We structure and place senior and subordinated notes backed by European real estate, structured credit and operational assets. Collateralised exposure, predictable cash flows, full regulatory transparency under the EU Securitisation Regulation.
SH issues senior and subordinated notes backed by cash-flowing real estate and structured credit portfolios. Our investor base consists of pension funds, insurance companies, asset managers and institutional family offices seeking collateralised income with predictable cash-flow profiles.
Every SH-arranged instrument is secured by real assets or mortgage certificates held by a bankruptcy-remote Fin-Co. The collateral is ring-fenced from the originator's balance sheet, with cash flows monitored and distributed by a third-party security agent and paying agent.
Investors receive loan-level data, quarterly servicer reports, and significant-event notifications in line with Article 7 of the EU Securitisation Regulation. STS-compliant issuances carry the associated label where eligible.
Senior and mezzanine tranches backed by pools of European commercial and residential mortgage receivables. Typical tenor 5–7 years, EUR and CHF denominations.
Dedicated financings of individual large commercial real estate assets. Suitable for investors seeking specific property exposure with direct security on the underlying asset.
Hotel and care-facility financings with operator covenant analysis, ADR/RevPAR monitoring, and contractual operating guarantees.
Aircraft and ship financings with long-term charter or lease agreements as the primary cash flow source. Structured through dedicated asset-holding SPVs.
Diversified portfolios of leasing receivables and consumer or SME loan receivables, tranched to match investor risk-return mandates.
Structured financings for operational renewable energy assets and, selectively, battery energy storage systems with offtake agreements in place.
Target rating BBB to AA depending on transaction. Senior claim on all cash flows from the underlying collateral. Standard tenor five to seven years, fixed or floating rate. Suitable for pension funds, insurance companies and conservative asset managers.
Subordinate to senior notes in the waterfall, above the equity piece. Target unrated or sub-investment-grade rating. Higher coupon compensates for subordination. Suitable for specialist debt funds and insurance mezzanine mandates.
Second-loss tranche above equity. Issued when transaction economics and capital structure require deeper tranching. Pricing reflects further distance from default protection.
The first-loss piece is typically retained by the originator to satisfy risk retention requirements under Article 6 of the EU Securitisation Regulation. In selected transactions, a portion may be placed with aligned investors or specialist equity funds.
Quarterly loan-by-loan data in ESMA templates where applicable. Covers principal balance, payment performance, LTV, DSCR and significant changes.
Quarterly investor reports covering cash flow waterfall, tranche balances, performance triggers, and forward-looking covenants.
Notices for any event materially affecting the transaction — covenant breaches, rating changes, servicer changes, collateral changes — within the notice periods set by the documentation.

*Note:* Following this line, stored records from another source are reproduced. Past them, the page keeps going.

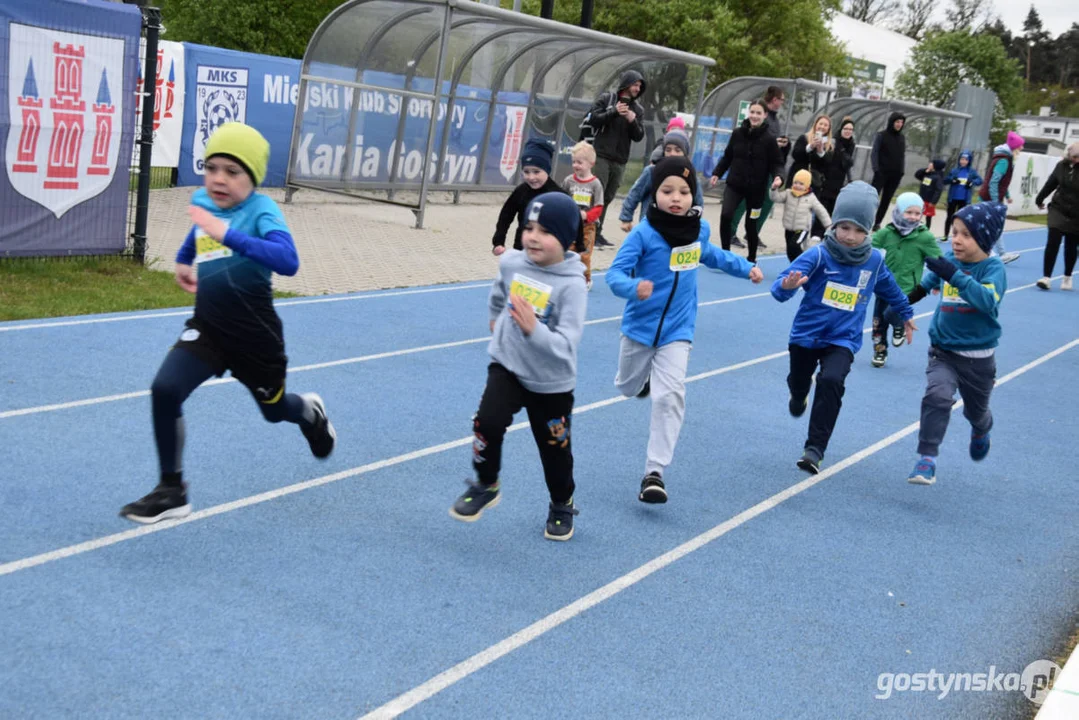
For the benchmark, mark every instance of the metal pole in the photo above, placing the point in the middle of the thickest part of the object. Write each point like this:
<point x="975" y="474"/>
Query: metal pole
<point x="151" y="23"/>
<point x="442" y="43"/>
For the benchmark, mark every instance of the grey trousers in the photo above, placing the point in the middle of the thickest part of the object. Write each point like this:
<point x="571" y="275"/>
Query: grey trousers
<point x="610" y="175"/>
<point x="666" y="367"/>
<point x="973" y="377"/>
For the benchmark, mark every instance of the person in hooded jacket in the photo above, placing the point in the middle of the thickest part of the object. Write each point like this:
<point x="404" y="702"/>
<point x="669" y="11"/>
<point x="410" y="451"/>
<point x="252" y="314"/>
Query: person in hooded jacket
<point x="931" y="189"/>
<point x="960" y="184"/>
<point x="889" y="163"/>
<point x="753" y="158"/>
<point x="1063" y="216"/>
<point x="656" y="272"/>
<point x="617" y="122"/>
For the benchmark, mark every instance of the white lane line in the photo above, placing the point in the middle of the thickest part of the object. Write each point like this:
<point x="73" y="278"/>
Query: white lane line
<point x="485" y="657"/>
<point x="318" y="366"/>
<point x="284" y="303"/>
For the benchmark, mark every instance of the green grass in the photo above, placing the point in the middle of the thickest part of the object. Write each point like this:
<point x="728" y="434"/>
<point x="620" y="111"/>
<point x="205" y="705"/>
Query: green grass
<point x="35" y="287"/>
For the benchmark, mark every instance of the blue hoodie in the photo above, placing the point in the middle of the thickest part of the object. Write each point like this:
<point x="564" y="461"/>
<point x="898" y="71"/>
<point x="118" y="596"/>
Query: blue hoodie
<point x="960" y="180"/>
<point x="836" y="298"/>
<point x="670" y="312"/>
<point x="967" y="316"/>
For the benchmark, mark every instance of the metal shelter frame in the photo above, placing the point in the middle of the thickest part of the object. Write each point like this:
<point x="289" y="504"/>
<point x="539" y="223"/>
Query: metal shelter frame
<point x="588" y="48"/>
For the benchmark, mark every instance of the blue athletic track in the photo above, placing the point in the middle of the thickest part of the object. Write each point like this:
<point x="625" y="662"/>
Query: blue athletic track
<point x="305" y="588"/>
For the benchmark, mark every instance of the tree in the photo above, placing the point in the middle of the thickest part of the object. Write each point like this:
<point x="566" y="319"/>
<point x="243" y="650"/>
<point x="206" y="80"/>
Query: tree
<point x="255" y="26"/>
<point x="944" y="59"/>
<point x="871" y="11"/>
<point x="915" y="22"/>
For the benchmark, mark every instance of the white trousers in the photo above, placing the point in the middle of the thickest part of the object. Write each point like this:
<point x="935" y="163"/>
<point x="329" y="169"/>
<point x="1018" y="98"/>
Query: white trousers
<point x="666" y="368"/>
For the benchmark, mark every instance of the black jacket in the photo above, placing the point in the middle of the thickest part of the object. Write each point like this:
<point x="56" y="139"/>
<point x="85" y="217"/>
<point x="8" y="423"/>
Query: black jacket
<point x="753" y="159"/>
<point x="1064" y="207"/>
<point x="889" y="148"/>
<point x="835" y="174"/>
<point x="515" y="206"/>
<point x="614" y="134"/>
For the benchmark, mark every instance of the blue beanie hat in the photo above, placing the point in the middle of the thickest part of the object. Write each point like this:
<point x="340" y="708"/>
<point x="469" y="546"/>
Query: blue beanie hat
<point x="985" y="222"/>
<point x="857" y="203"/>
<point x="537" y="153"/>
<point x="558" y="214"/>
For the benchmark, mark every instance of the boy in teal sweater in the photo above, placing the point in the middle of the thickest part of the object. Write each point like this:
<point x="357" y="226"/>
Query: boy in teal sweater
<point x="964" y="335"/>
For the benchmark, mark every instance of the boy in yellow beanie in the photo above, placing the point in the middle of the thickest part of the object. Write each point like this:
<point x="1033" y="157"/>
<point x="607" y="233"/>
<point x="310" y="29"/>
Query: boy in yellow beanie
<point x="238" y="239"/>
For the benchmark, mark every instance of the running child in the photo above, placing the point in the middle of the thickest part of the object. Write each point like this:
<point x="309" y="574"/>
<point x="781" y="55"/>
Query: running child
<point x="656" y="272"/>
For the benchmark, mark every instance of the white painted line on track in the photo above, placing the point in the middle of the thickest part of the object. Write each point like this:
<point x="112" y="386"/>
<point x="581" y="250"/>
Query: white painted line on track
<point x="442" y="680"/>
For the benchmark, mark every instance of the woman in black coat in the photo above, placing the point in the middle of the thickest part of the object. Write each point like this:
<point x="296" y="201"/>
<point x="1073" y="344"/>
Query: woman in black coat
<point x="752" y="157"/>
<point x="1063" y="217"/>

Comprehensive annual report covering portfolio performance, valuation updates, forward-looking assessment, and compliance confirmation.
Where transactions are STS-compliant, annual attestations of continuing compliance signed by the originator and, where applicable, a third-party verification agent.
Annual investor meetings for material transactions. Direct access to the SH team for bespoke questions throughout the life of the instrument.
Investors who have signed our master NDA receive advance notice of upcoming issuances, typically four to six weeks before marketing begins. This gives time for internal credit committee preparation on transactions that may be of particular interest.
Qualified institutional investors request access directly from our capital markets desk.
The process is straightforward: a short eligibility confirmation, execution of our standard master NDA, and addition to the transaction pipeline distribution list. No fee, no obligation to participate in any specific transaction.
The distribution list is segmented by mandate — senior-only, mezzanine-included, specific asset classes, jurisdictions — so investors receive only what is relevant to their actual risk appetite.